La bande sonore de ce féroce portrait des jours les plus noirs de la dictature (le film a lieu en 1953) se nourrit de musiques prétérites parmi lesquelles les pasodobles se taillent la part du lion. Au-delà de leur fonction militaire ou taurine ou de leur emploi lors des bals populaires, ces marches qui commencent en mode mineur pour passer au mode majeur dans la section de trio, défilent dans de magnifiques versions de la Fanfare Municipale de Madrid menée par Enrique García Asensio : Avizanda a puisé la plupart d’entre elles dans l’oeuvre de José María Martín Domingo (1889-1961) chef d’orchestre de l’après-guerre de cette même fanfare qui en juillet fêtera son premier centenaire et avec laquelle il a effectué un travail exceptionnel (et dont les sympathies politiques sont bien connues : il fut l’auteur d’un poème symphonique pour fanfare intitulé El sitio del

Alcázar toledano (Le siège de l’Alcazar de Tolède1).
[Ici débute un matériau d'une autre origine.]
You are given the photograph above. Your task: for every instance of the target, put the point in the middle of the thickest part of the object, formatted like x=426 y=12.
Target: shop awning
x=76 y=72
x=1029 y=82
Associées dans le film à des

images d’infortune, de trahison et d’indigence, ces opulentes pièces reviennent

empreintes d’une force évocatrice inhabituelle, pour affirmer de façon singulièrement opportune que ceux qui ne se souviennent pas de leur histoire, ou prétendent l’oublier, sont les plus fermes candidats à la répéter.


Numéro 238. Mars 2009



11 Action de résistance et de bravoure symbole de l’épopée franquiste de la guerre civile.